Specifically, this is how it works for playing violin:
Student learns to play Twinkle and Variations. (It is recommended to start with the Twinkle Variation rhythms on open strings first (see the Twinkle Cards).
Once the student can play Twinkle satisfactorily, I hand out the 100s Chart.
Each time the student plays Twinkle in any rhythm, they get to put a sticker, smiley face, or mark into a box.
Students take the 100s Chart home and bring it back to each lesson. (I usually write “100s Chart” on their Practice Sheet, or ask the practice parent to write this down when taking notes.)
Check back in each lesson to the progress. Play through the variations again in a lesson, fill out more of the chart together, and encourage the student that it won’t take long to get to 100.

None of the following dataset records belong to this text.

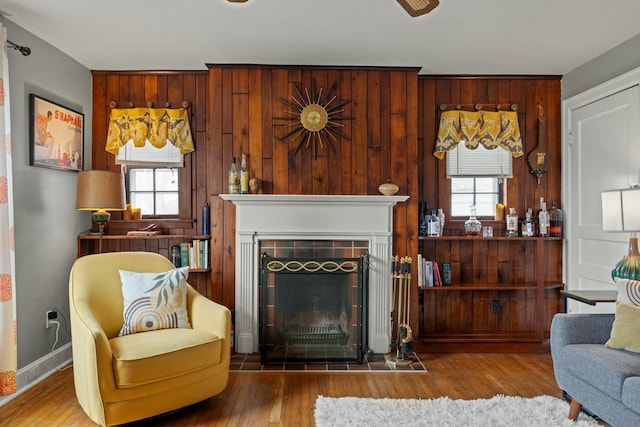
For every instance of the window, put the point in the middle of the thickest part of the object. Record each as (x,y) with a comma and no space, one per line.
(154,190)
(482,192)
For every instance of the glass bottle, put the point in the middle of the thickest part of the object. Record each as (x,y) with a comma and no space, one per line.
(556,222)
(512,223)
(244,175)
(441,219)
(234,178)
(433,225)
(528,225)
(543,220)
(472,226)
(422,226)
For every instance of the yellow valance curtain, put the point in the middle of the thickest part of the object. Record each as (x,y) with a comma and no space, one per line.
(156,125)
(492,129)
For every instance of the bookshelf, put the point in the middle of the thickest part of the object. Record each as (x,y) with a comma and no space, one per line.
(160,243)
(503,290)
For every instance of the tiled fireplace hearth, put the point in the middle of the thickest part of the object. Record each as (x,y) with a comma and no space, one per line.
(271,217)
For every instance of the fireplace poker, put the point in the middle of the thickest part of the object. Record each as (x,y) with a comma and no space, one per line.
(394,277)
(401,276)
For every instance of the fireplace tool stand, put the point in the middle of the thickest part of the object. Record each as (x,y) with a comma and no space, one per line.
(400,302)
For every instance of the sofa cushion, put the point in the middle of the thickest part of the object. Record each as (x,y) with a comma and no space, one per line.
(631,394)
(140,359)
(603,368)
(154,300)
(624,333)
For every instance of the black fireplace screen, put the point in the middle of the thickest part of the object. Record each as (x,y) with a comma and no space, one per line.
(313,308)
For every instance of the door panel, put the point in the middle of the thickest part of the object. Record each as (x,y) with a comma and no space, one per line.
(604,154)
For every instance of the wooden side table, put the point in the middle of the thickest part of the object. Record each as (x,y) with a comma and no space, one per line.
(588,297)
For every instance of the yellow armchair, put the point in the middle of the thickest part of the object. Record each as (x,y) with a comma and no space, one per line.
(132,377)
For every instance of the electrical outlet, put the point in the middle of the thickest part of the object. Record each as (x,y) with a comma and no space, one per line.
(51,315)
(33,373)
(495,306)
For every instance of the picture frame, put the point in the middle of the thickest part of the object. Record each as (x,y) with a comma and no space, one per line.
(56,135)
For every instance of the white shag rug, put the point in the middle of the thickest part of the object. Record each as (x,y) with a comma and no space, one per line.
(540,411)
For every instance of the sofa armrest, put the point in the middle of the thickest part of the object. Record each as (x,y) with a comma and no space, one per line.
(583,328)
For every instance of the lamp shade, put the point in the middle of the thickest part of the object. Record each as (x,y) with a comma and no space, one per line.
(100,190)
(621,212)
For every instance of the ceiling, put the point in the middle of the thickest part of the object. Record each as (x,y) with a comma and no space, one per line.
(458,37)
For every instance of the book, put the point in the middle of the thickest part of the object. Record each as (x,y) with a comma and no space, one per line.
(184,254)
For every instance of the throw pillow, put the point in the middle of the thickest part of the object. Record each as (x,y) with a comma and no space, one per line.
(628,291)
(624,333)
(154,300)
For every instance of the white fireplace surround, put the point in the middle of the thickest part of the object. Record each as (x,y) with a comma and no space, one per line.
(312,217)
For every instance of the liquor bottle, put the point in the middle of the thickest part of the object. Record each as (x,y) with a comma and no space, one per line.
(206,219)
(543,219)
(244,175)
(433,225)
(422,226)
(234,178)
(556,223)
(528,225)
(441,219)
(512,223)
(472,226)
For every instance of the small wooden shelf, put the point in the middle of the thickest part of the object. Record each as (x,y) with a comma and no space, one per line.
(480,238)
(157,236)
(491,287)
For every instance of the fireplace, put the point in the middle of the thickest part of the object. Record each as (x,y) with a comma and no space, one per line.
(313,308)
(277,217)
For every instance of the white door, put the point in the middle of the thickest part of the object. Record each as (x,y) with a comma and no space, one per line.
(603,154)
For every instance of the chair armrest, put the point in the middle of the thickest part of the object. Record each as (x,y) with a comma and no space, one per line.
(208,315)
(582,328)
(92,356)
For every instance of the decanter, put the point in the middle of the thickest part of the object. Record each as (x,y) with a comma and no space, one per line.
(472,226)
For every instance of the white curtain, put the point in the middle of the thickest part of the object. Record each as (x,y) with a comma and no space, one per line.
(8,331)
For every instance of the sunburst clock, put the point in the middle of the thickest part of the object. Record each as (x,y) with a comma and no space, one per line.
(314,118)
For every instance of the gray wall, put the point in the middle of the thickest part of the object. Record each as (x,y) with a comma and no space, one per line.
(617,61)
(46,222)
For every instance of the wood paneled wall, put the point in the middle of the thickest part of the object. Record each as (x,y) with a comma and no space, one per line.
(232,112)
(381,144)
(527,92)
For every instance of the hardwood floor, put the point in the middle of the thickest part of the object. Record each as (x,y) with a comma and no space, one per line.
(287,399)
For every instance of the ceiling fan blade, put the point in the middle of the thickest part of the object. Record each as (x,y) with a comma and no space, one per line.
(418,7)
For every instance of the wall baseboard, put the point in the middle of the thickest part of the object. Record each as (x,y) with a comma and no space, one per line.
(40,369)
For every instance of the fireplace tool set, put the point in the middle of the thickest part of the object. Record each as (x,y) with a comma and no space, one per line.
(400,302)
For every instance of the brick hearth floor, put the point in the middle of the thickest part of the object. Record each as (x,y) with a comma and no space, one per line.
(372,362)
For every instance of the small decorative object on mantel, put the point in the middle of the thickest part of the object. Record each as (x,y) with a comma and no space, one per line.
(150,230)
(388,188)
(539,159)
(472,226)
(254,185)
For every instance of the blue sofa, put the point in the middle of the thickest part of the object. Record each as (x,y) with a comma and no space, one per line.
(603,381)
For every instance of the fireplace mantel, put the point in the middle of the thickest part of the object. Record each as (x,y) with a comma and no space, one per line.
(312,217)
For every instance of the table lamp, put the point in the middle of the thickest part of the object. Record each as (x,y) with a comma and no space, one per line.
(621,212)
(100,191)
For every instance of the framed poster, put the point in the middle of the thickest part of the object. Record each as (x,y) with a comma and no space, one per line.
(56,135)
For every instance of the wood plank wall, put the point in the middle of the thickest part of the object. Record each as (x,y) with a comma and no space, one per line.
(233,110)
(158,87)
(527,92)
(522,190)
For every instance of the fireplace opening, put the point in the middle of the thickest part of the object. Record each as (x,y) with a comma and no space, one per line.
(313,308)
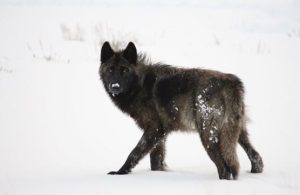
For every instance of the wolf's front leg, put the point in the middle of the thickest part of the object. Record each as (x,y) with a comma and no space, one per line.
(157,156)
(146,143)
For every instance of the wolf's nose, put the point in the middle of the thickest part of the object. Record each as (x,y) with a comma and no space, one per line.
(115,86)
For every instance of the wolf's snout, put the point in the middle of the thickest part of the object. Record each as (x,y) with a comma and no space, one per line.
(115,86)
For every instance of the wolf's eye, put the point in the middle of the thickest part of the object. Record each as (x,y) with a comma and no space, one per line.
(124,69)
(110,69)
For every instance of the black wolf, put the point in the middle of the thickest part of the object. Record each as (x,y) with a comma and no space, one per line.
(162,99)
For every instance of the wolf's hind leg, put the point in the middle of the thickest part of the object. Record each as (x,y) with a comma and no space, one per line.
(254,157)
(228,142)
(157,157)
(212,148)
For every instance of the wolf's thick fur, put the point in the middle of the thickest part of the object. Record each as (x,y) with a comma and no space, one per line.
(161,99)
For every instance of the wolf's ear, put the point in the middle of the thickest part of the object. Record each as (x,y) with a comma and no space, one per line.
(130,53)
(106,52)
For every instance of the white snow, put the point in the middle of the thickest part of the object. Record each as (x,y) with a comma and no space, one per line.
(60,133)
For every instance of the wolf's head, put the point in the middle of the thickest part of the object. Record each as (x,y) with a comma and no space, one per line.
(118,69)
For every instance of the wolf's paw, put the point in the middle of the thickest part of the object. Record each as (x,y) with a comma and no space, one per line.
(257,165)
(118,172)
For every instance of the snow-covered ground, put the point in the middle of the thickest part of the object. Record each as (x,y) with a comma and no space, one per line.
(60,134)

As they are filling out the chart I begin asking them to play two rhythms in a row (two complete Twinkle Variations), then do three in a row, and so on. To graduate Twinkle, I have students fill out the 100s Chart and be able to play all the rhythms plus theme back-to-back without stopping.
Students often ask for another chart after they complete one.
Playing Twinkle over and over helps with memorization, ease and fluency of technique, and it serves as basic repertoire to build on. The sense of accomplishment they have at the end of this process is profound, and guarantees a new level of dedication as you move into the next pieces in Book One.